Fouled board

[VixTD]

There is an even easier way to explain Neuberg, it is named "Acherman" (sorry if i have the name slightly incorrect):

 

Calculate all scores relative to average within the group (e.g. a group of five will have the scores -4 -2 0 +2 and +4)

 

Multiply each score with the total number of tables and divide with the number of tables within the relevant group:

 

There you are!

 

(If the translation is for a total of 9 tables the scores within a group of 5 tables will become

-7,2 -3,6 - 0 +3,6 and + 7,2, or zero based: 0,8 4,4 8 11,6 and 15,2)

I thought that the Asherman correction (however you spell it) gave a different result from Neuberg, and gave rise to much discussion about which was better / fairer. If I understand you correctly the procedure would be:

 

(1) Matchpoint the board within the group

(2) Subtract the group average from each score

(3) Multiply the results by E/A

(4) Add back a normal average

 

This seems to give the same result as my method, and I don't see why it should be easier, but if you find it so, fine.

[VixTD]

Algebra doesn't scare me. B-)

It divides classes of trainee directors into two groups: those who revel in it and those who are repelled by it.

 

I believe Stephen Hawking was told that every equation he included in A Brief History of Time would reduce its sales by a certain percentage.

[pran]

I thought that the Asherman correction (however you spell it) gave a different result from Neuberg, and gave rise to much discussion about which was better / fairer. If I understand you correctly the procedure would be:

 

(1) Matchpoint the board within the group

(2) Subtract the group average from each score

(3) Multiply the results by E/A

(4) Add back a normal average

 

This seems to give the same result as my method, and I don't see why it should be easier, but if you find it so, fine.

It is easy to prove that Asherman and Neuberg are identical.

 

Since the first introduction of computer aided scoring in Norway (around 1980) we have always scored matchpoints plus/minus relative to average, and then the correction factor for each score is simply: R/S where R is the number of tables in the Result (common) group and S is the number of tables in the Source Group.

 

I don't think anything can be simpler whether to understand or to use than that?

[VixTD]

It is easy to prove that Asherman and Neuberg are identical.

If what you describe is Ascherman (spelt so), then they are indeed identical and my recollection must be false, but in that case why are they referred to as if they were different? It's like arguing about whether you should perform the operation "X + 4 + 2" or "X + 2 + 4".

 

Since the first introduction of computer aided scoring in Norway (around 1980) we have always scored matchpoints plus/minus relative to average, and then the correction factor for each score is simply: R/S where R is the number of tables in the Result (common) group and S is the number of tables in the Source Group.

 

I don't think anything can be simpler whether to understand or to use than that?

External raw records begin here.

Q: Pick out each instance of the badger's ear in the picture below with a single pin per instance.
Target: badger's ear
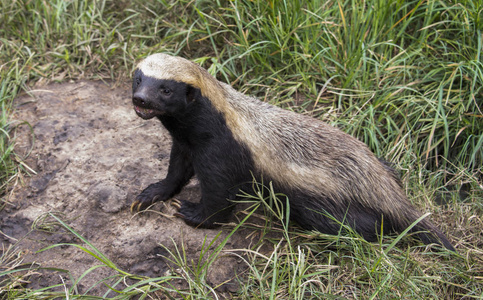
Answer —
(192, 93)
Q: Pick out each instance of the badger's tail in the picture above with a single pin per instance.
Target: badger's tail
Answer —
(430, 234)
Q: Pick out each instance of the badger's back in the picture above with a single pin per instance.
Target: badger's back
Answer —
(325, 171)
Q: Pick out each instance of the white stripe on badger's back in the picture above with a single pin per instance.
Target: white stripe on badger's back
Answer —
(292, 149)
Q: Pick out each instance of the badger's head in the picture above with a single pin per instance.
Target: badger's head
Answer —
(164, 85)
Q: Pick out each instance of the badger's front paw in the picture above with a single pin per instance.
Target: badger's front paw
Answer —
(153, 193)
(192, 214)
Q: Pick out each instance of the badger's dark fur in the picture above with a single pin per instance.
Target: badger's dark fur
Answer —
(226, 138)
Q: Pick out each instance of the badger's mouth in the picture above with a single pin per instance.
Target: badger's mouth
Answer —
(146, 113)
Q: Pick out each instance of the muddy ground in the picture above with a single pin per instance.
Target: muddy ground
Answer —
(92, 155)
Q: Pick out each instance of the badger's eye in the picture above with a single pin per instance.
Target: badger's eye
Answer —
(166, 91)
(137, 81)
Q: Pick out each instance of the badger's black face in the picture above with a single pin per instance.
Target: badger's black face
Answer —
(156, 97)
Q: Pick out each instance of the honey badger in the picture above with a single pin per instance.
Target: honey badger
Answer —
(227, 138)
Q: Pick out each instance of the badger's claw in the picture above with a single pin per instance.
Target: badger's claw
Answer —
(142, 203)
(176, 203)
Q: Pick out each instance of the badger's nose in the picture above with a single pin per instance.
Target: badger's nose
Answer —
(139, 99)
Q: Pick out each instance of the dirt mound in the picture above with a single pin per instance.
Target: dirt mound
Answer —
(92, 156)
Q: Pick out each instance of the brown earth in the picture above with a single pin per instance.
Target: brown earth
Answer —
(92, 155)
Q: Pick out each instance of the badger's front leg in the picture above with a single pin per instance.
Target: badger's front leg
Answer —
(180, 172)
(213, 208)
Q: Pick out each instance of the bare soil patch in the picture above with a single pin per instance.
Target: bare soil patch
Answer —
(92, 156)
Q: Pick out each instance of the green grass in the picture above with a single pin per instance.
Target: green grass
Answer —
(405, 77)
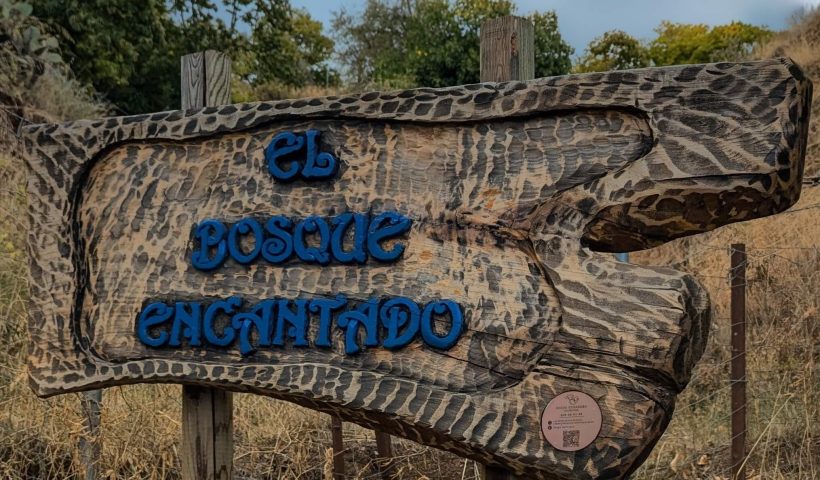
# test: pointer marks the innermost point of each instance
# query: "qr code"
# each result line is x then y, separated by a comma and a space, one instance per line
572, 438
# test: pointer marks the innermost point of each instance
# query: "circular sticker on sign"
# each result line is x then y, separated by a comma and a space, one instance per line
571, 421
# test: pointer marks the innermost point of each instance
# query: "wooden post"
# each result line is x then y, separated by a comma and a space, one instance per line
507, 49
90, 446
207, 413
339, 472
507, 53
738, 378
384, 449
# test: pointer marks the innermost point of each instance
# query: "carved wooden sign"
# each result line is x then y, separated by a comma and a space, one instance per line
424, 261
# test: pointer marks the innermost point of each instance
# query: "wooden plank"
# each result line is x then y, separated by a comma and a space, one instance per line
507, 54
207, 413
384, 450
507, 49
513, 191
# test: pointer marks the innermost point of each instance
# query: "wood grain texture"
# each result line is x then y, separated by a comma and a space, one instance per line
507, 49
511, 188
207, 443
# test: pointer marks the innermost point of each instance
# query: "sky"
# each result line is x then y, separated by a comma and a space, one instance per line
580, 21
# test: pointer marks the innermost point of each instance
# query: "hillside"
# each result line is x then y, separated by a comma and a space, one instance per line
273, 439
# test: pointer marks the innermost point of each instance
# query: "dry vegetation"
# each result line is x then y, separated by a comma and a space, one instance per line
141, 424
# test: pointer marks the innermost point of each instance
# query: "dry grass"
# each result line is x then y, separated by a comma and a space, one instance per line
141, 426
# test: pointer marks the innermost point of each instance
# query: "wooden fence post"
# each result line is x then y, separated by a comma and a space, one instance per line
339, 472
507, 49
384, 450
90, 446
507, 53
738, 376
207, 413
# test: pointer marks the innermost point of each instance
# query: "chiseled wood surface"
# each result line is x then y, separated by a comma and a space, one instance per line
512, 189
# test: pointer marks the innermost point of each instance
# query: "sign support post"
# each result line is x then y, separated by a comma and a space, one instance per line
207, 413
507, 54
738, 379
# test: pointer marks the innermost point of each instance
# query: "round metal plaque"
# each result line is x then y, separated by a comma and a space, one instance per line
571, 421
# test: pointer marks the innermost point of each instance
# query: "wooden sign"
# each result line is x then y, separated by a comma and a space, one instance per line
424, 262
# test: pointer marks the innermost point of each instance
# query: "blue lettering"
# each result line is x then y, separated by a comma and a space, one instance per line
186, 324
384, 227
325, 307
244, 227
286, 145
279, 247
283, 145
260, 317
295, 322
340, 227
318, 254
229, 334
428, 333
153, 315
392, 323
318, 165
210, 234
396, 314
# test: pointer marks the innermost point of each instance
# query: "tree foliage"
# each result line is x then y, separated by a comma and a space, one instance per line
129, 51
679, 43
552, 53
433, 42
675, 44
614, 50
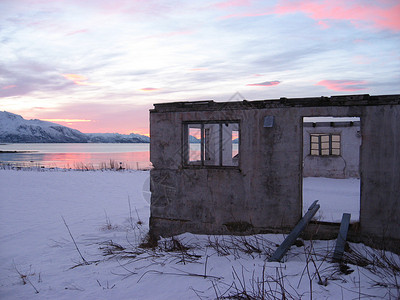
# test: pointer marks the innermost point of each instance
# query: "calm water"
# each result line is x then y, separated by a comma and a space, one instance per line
131, 156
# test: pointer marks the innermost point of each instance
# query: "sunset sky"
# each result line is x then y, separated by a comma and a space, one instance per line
99, 65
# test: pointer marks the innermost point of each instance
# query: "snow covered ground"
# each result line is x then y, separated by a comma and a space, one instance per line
107, 214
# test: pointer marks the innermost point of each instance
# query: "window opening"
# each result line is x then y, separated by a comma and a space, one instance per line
194, 131
324, 144
331, 160
212, 143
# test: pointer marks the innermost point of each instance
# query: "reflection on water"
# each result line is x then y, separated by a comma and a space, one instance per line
130, 156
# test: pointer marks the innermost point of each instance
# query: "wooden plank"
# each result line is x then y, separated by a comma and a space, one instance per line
291, 238
342, 236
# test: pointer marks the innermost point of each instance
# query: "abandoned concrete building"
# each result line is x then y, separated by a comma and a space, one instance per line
237, 167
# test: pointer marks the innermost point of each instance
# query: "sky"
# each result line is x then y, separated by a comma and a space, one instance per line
100, 65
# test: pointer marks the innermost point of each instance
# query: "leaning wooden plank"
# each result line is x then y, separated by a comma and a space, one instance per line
342, 236
291, 238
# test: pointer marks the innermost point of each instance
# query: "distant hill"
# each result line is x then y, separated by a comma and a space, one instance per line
15, 129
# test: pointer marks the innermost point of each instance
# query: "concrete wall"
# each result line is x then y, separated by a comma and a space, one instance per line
263, 194
345, 165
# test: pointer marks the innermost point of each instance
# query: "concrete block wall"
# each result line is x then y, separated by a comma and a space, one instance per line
263, 194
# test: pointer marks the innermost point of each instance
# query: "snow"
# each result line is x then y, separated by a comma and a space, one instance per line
15, 129
100, 207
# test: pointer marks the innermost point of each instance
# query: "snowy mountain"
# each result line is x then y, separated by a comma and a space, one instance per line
15, 129
117, 138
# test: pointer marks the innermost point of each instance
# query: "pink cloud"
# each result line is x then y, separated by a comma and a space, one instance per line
8, 87
76, 78
198, 69
77, 32
232, 3
380, 13
343, 85
266, 83
149, 89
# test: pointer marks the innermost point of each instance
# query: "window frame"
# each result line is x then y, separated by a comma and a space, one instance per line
201, 164
321, 144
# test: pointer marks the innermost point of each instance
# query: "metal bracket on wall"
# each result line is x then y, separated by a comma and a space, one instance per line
291, 238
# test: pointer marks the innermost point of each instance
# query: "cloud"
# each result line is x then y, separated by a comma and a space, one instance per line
67, 120
198, 69
77, 32
382, 14
343, 85
149, 89
266, 83
76, 78
232, 3
8, 87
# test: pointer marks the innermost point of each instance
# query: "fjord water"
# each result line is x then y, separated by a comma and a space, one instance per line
77, 155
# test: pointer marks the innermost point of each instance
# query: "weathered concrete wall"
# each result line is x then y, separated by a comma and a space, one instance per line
264, 192
345, 165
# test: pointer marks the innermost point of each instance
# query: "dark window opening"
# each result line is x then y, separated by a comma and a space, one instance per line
211, 144
324, 144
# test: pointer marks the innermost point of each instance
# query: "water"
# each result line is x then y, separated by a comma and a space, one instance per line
80, 155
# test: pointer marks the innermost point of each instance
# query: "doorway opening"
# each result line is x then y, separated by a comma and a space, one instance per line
331, 166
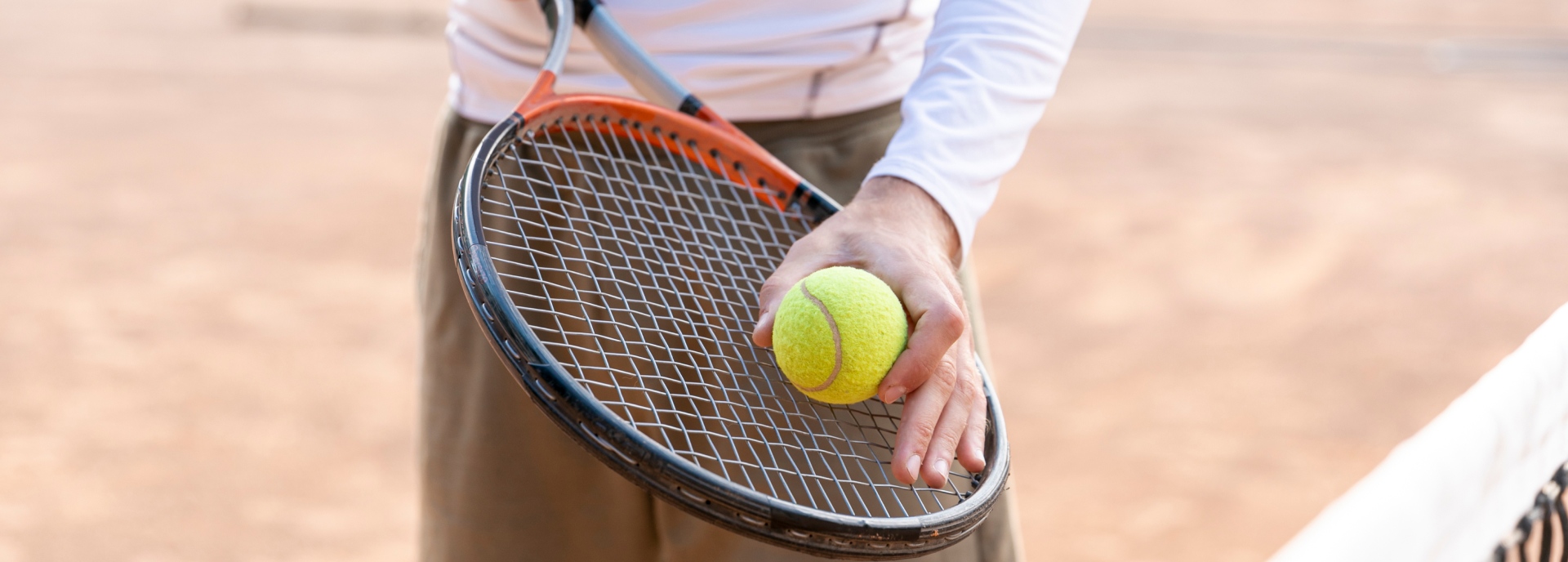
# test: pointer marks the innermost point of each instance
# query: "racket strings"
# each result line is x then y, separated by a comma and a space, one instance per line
635, 258
1542, 534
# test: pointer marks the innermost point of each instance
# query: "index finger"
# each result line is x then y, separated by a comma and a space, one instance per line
789, 272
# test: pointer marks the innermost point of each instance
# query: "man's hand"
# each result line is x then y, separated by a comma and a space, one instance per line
896, 231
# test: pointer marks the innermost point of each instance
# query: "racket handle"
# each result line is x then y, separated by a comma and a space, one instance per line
632, 61
557, 11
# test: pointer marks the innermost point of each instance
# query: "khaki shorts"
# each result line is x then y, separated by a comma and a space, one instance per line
501, 482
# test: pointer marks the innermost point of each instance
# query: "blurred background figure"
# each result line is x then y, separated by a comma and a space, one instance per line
1250, 248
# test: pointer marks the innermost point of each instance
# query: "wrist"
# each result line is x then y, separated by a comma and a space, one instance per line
898, 204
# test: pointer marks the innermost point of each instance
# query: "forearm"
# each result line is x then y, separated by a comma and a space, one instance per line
990, 68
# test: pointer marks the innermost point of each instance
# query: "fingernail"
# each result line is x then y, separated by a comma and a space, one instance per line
893, 395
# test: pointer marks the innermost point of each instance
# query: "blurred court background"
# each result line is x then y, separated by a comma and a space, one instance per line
1252, 247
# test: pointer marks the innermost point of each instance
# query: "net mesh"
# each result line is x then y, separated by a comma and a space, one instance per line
635, 256
1539, 536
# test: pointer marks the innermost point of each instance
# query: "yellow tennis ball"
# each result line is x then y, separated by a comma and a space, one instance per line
838, 333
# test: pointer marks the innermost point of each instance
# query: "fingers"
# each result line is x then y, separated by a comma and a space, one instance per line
938, 323
941, 420
971, 449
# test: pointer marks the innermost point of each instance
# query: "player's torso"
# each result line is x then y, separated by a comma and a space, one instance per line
748, 59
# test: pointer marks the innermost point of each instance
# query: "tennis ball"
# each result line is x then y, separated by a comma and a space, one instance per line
838, 333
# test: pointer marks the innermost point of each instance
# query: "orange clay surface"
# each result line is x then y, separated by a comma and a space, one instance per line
1236, 265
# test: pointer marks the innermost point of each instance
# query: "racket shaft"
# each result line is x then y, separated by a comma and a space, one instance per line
635, 65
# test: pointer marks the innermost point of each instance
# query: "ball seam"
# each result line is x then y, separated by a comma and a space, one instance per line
838, 342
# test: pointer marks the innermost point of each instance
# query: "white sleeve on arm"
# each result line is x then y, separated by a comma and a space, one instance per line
990, 68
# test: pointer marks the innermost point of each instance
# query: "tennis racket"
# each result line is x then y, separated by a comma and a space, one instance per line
1542, 534
613, 250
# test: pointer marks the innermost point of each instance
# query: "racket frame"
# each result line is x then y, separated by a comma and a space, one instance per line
603, 432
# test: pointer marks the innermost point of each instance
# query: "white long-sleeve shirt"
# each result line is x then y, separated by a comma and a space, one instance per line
974, 74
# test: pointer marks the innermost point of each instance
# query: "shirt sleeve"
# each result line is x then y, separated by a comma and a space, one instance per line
990, 68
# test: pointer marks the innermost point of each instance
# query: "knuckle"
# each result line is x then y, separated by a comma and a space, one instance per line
922, 434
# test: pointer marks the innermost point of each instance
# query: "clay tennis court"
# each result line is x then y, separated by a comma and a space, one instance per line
1250, 248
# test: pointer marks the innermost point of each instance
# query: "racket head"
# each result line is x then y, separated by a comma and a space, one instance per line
613, 252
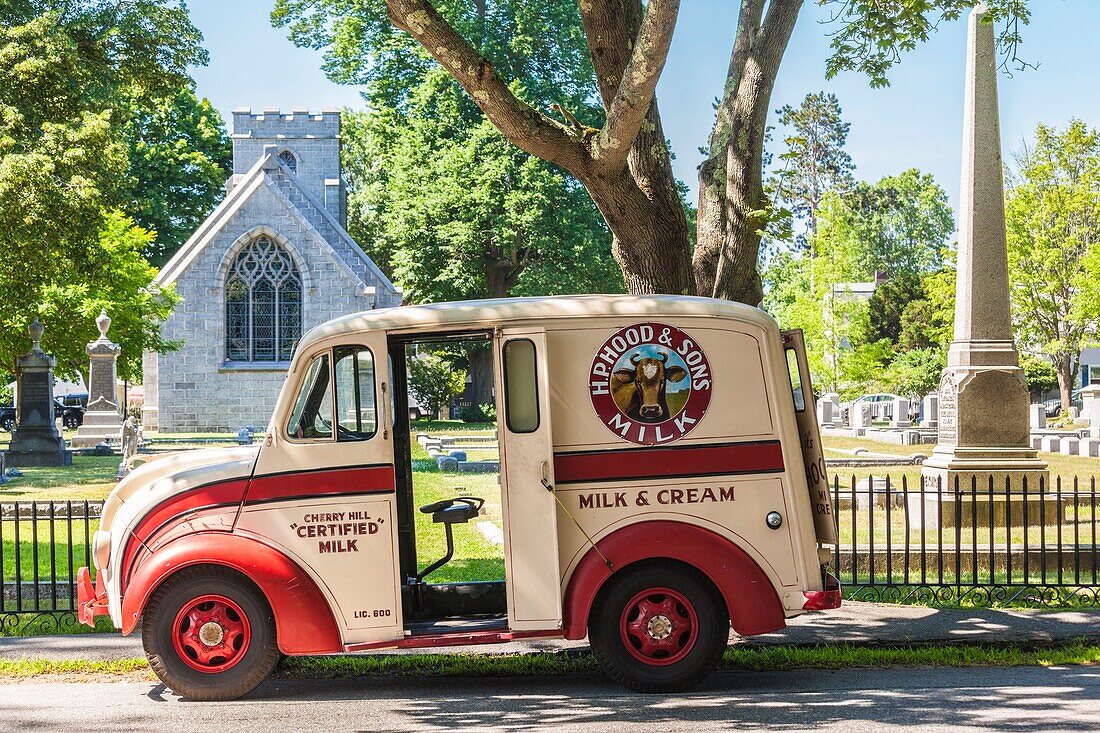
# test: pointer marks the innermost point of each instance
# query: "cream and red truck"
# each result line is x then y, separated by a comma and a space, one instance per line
660, 481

I think a lot of club directors with little maths training would struggle to understand what you meant if you told them to "score this board relative to average".

[barmar]

You develop evidence before ruling; state the evidence and the reasoning for choosing the evidence when ruling.

You were replying to a post where said that no such evidence could be found. I was presuming that you already went through that process and came up empty. You still have to come up with a ruling.

[pran]

It is easy to prove that Ascherman and Neuberg are identical.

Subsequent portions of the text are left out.